この恋、極秘恋愛につき社内持ち込み禁止

「もういいから! 座りなさい!」


なぜかご機嫌斜めの橋倉さんに引っ張られ長テーブルの席に座る。


すると、今まで誰も座ってなかった私たちのテーブル席が一気に若い女性社員で満席状態になっしまった。


女性社員の視線が私に集中し、なんか異様な雰囲気だ。


何? この居心地の悪い空気は……


警戒心むき出しの私に、向かいの席に座った女性が話し掛けてくる。


「ねぇ、神埼さん、昔の部長ってどんな感じだったの?」


その一言を皮切りに、周りの女性たちが一斉に喋りだす。


「部長って、なんか謎めいてるでしょ?」


確かに……意味不明だ。


「クールで多くを語らないけど、部下の私たちのこと良く見ててくれて、絶妙なタイミングでフォローしてくれる最高の上司よ」


へぇ~そうなんだ。


「女嫌いって噂があるけど、ホントなの?」

「女……嫌い?」


私の知る限り、そうでもないと思うけどなぁ~


「だってね、誰がアプローチしても全然興味なしって感じで
スルーされちゃうのよね。
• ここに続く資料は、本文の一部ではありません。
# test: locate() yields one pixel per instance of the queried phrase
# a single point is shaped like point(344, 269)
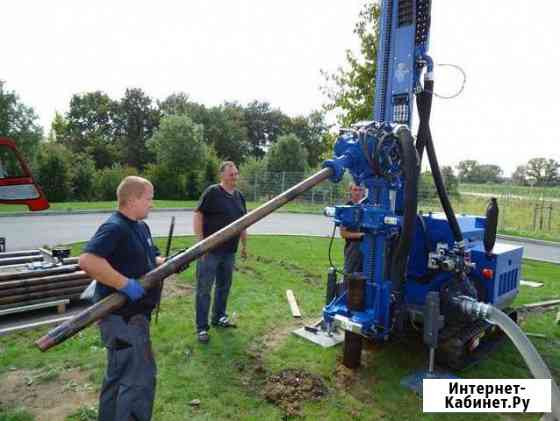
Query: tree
point(108, 179)
point(168, 184)
point(82, 177)
point(450, 180)
point(351, 90)
point(287, 155)
point(543, 171)
point(89, 126)
point(226, 131)
point(211, 170)
point(179, 144)
point(136, 120)
point(264, 125)
point(20, 123)
point(180, 104)
point(465, 169)
point(53, 172)
point(312, 132)
point(519, 176)
point(487, 173)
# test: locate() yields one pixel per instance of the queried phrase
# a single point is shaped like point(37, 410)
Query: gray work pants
point(129, 386)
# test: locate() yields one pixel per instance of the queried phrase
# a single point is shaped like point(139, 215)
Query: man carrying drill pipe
point(220, 205)
point(120, 252)
point(352, 254)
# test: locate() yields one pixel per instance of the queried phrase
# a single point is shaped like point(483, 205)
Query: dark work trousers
point(218, 267)
point(353, 260)
point(129, 386)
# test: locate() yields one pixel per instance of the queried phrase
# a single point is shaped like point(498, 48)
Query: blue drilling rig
point(414, 265)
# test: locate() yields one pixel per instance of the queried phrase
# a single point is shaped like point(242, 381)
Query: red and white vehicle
point(17, 185)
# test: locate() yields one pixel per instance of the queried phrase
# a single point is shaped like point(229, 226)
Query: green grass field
point(229, 375)
point(508, 189)
point(517, 216)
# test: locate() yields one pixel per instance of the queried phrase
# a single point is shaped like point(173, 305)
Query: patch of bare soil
point(308, 277)
point(173, 286)
point(48, 394)
point(292, 387)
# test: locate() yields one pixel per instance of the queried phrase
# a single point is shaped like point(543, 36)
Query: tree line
point(537, 171)
point(176, 142)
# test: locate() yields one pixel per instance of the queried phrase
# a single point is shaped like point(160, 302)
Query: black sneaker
point(224, 322)
point(203, 337)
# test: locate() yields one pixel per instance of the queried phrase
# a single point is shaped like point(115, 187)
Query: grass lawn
point(517, 216)
point(158, 204)
point(229, 376)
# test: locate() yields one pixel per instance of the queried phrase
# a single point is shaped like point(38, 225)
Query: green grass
point(299, 207)
point(227, 376)
point(518, 217)
point(508, 189)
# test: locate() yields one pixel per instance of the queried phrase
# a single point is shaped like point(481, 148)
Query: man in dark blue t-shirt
point(220, 205)
point(120, 252)
point(353, 259)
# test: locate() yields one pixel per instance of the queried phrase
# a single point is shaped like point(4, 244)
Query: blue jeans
point(129, 386)
point(218, 267)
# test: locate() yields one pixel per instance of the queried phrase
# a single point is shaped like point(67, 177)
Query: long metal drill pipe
point(152, 278)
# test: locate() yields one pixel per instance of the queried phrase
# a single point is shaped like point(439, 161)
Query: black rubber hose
point(424, 105)
point(424, 139)
point(411, 172)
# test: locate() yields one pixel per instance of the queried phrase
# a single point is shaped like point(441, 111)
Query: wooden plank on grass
point(293, 303)
point(12, 329)
point(531, 284)
point(535, 335)
point(548, 303)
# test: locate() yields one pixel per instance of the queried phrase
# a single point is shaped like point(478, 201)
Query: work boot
point(203, 337)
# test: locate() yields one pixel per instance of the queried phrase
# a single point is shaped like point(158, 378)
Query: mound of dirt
point(291, 387)
point(48, 394)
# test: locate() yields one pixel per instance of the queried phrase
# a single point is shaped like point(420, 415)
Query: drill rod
point(150, 280)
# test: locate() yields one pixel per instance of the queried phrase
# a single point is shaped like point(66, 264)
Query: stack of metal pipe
point(20, 285)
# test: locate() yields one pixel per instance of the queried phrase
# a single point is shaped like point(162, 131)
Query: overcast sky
point(218, 50)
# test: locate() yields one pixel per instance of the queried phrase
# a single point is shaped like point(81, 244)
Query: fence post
point(255, 188)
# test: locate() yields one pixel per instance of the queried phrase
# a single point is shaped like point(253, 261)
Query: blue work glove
point(181, 268)
point(133, 290)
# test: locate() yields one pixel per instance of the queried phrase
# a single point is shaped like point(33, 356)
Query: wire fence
point(521, 213)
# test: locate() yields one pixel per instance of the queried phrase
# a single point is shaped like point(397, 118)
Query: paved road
point(27, 232)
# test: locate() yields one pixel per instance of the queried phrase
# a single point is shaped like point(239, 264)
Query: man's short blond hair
point(131, 187)
point(225, 165)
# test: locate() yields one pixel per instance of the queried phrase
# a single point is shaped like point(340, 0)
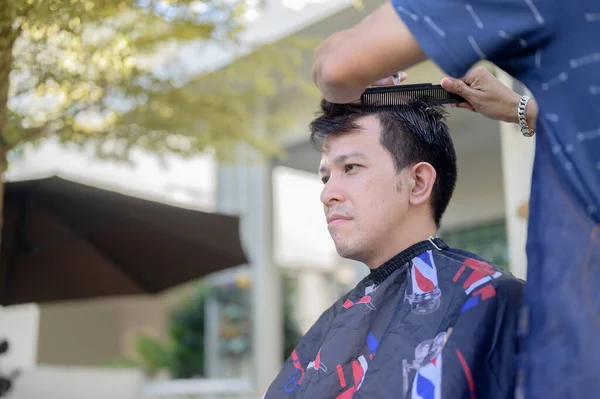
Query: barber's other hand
point(488, 96)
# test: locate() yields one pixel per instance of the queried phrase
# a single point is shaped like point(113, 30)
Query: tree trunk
point(7, 39)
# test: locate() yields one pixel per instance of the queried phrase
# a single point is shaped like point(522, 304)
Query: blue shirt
point(553, 47)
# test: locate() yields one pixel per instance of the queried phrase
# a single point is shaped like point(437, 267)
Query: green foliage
point(186, 331)
point(183, 353)
point(86, 72)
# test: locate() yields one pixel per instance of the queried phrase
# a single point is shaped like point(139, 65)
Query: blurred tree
point(182, 354)
point(93, 72)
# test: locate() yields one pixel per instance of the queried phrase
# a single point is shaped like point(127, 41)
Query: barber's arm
point(349, 61)
point(490, 97)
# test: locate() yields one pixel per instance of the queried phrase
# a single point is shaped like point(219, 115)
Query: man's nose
point(332, 193)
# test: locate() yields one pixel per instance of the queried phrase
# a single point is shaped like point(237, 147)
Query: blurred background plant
point(109, 75)
point(182, 353)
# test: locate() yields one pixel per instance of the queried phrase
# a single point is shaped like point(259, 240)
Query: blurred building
point(282, 226)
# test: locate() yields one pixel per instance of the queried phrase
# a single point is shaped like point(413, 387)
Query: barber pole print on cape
point(396, 336)
point(426, 294)
point(428, 381)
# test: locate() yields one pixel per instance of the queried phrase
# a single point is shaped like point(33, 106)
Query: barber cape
point(430, 323)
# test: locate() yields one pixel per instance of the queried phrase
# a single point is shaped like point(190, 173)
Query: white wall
point(19, 325)
point(78, 383)
point(479, 193)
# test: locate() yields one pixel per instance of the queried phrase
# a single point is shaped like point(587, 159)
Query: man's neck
point(404, 238)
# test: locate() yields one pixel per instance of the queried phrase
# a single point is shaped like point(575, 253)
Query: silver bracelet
point(521, 109)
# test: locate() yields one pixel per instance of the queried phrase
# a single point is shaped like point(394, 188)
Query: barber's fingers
point(459, 87)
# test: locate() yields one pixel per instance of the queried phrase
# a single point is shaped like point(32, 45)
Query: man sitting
point(428, 321)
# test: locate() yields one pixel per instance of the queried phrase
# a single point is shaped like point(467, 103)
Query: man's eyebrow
point(340, 159)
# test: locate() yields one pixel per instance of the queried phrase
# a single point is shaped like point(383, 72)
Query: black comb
point(381, 97)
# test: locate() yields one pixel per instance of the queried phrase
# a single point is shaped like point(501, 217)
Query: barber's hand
point(489, 96)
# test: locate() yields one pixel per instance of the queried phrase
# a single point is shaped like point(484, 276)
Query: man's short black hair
point(412, 133)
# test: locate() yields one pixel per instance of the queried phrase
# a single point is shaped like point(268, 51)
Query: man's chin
point(346, 251)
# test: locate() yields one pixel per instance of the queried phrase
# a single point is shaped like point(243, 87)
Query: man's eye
point(350, 167)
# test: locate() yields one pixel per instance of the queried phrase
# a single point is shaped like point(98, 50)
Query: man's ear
point(423, 175)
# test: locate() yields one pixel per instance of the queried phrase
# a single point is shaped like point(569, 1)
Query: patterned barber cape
point(430, 323)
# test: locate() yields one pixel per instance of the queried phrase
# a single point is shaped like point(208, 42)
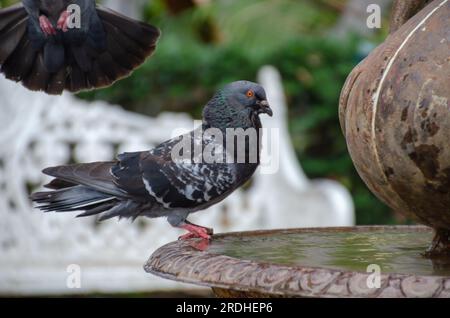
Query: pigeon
point(171, 180)
point(47, 47)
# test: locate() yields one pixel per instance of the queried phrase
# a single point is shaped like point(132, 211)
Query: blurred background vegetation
point(208, 43)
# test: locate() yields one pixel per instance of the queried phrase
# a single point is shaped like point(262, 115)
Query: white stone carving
point(36, 249)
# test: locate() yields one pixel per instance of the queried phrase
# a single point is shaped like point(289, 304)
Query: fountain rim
point(178, 261)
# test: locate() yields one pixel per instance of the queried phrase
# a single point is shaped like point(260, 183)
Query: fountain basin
point(318, 262)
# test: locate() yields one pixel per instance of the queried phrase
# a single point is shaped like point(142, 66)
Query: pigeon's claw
point(195, 231)
point(63, 21)
point(46, 26)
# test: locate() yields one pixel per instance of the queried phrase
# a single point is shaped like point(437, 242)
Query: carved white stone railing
point(36, 249)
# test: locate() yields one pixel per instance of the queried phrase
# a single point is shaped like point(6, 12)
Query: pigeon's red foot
point(46, 25)
point(196, 231)
point(63, 21)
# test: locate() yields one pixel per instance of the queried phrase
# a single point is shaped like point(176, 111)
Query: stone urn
point(395, 114)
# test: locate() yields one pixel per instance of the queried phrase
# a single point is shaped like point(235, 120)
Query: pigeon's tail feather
point(95, 175)
point(75, 198)
point(90, 201)
point(88, 188)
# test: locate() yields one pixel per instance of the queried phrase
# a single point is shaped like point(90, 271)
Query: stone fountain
point(394, 112)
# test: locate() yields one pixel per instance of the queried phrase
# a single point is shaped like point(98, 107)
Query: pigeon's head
point(247, 96)
point(237, 105)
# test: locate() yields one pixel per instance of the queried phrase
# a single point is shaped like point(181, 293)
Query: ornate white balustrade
point(36, 249)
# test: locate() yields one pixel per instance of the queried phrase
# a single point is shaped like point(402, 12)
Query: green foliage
point(183, 77)
point(206, 47)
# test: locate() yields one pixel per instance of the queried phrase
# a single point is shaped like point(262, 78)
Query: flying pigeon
point(47, 47)
point(170, 180)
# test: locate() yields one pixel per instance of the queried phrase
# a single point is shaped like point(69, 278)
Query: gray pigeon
point(42, 46)
point(170, 180)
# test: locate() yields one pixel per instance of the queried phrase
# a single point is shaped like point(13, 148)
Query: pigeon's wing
point(186, 185)
point(173, 184)
point(13, 25)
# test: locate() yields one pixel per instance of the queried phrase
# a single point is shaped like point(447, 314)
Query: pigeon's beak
point(264, 108)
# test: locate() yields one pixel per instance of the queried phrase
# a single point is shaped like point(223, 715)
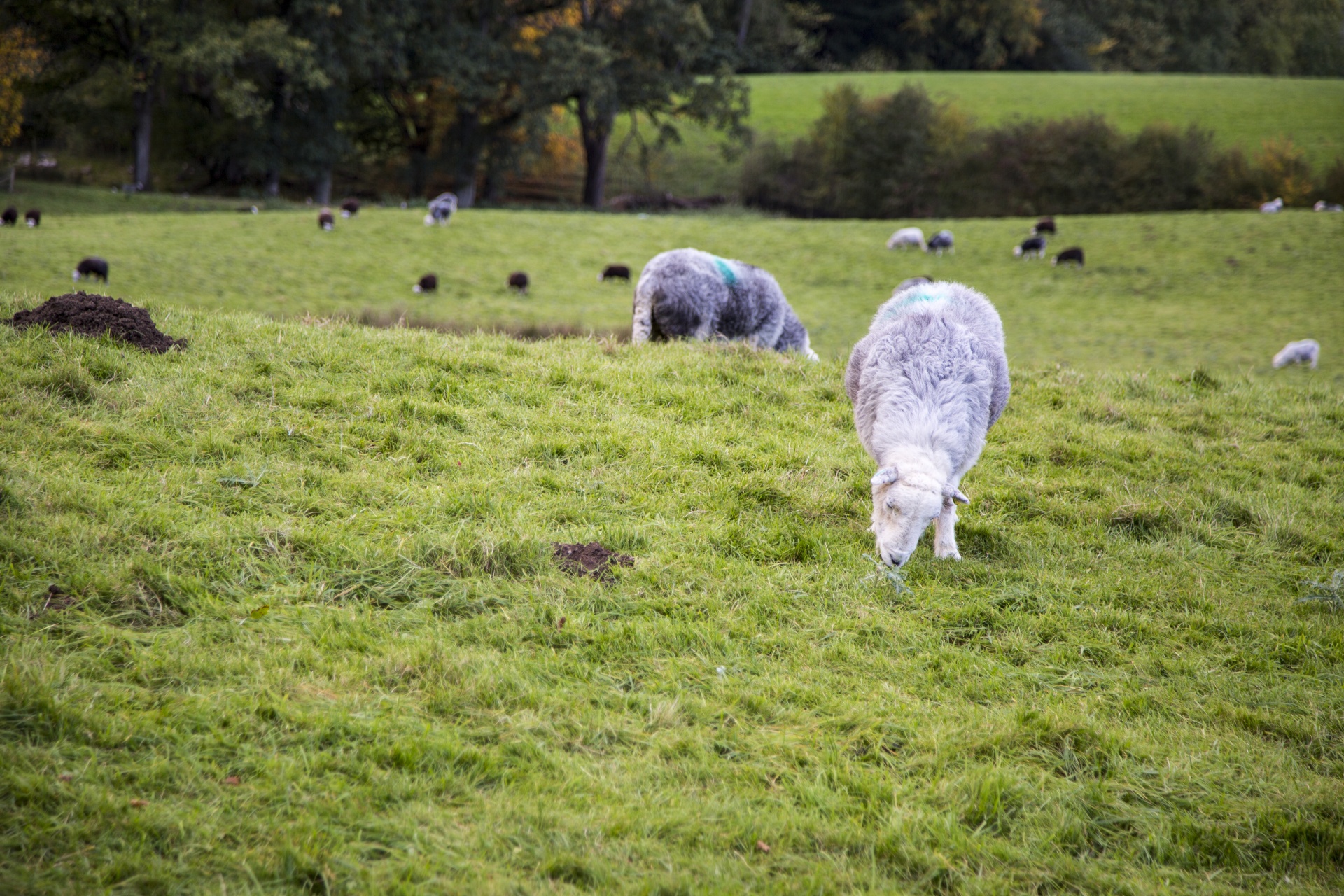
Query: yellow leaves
point(19, 59)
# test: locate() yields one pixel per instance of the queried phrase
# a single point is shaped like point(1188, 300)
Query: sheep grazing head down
point(902, 510)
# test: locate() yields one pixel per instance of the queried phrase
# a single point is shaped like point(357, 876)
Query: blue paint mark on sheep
point(724, 272)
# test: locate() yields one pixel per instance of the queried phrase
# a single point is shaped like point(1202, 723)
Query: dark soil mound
point(94, 316)
point(590, 559)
部長の好みのタイプ知ってたら教えてくれない?」

「好みのタイプか……」


その時、銀に初めて抱かれた時のことが脳裏を過ぎった。


「――可愛くない女……」

「えっ? 可愛くない女?」


そう、銀は確かにそう言った。


"可愛くねぇなぁーまぁ、そんな女だから惚れたんだけどな"


遠い過去を思い出していると突然、誰かが私の肩を叩く。


振り返ってみれば、今朝、私を部長室へ案内してくれたあの色っぽい女性が立っていた。


「そうなの? だから部長はあなたを自分の補佐にしたのね」

「はぁ?」


彼女は私を見下ろし薄ら笑いを浮かべながら長い髪をかき上げる。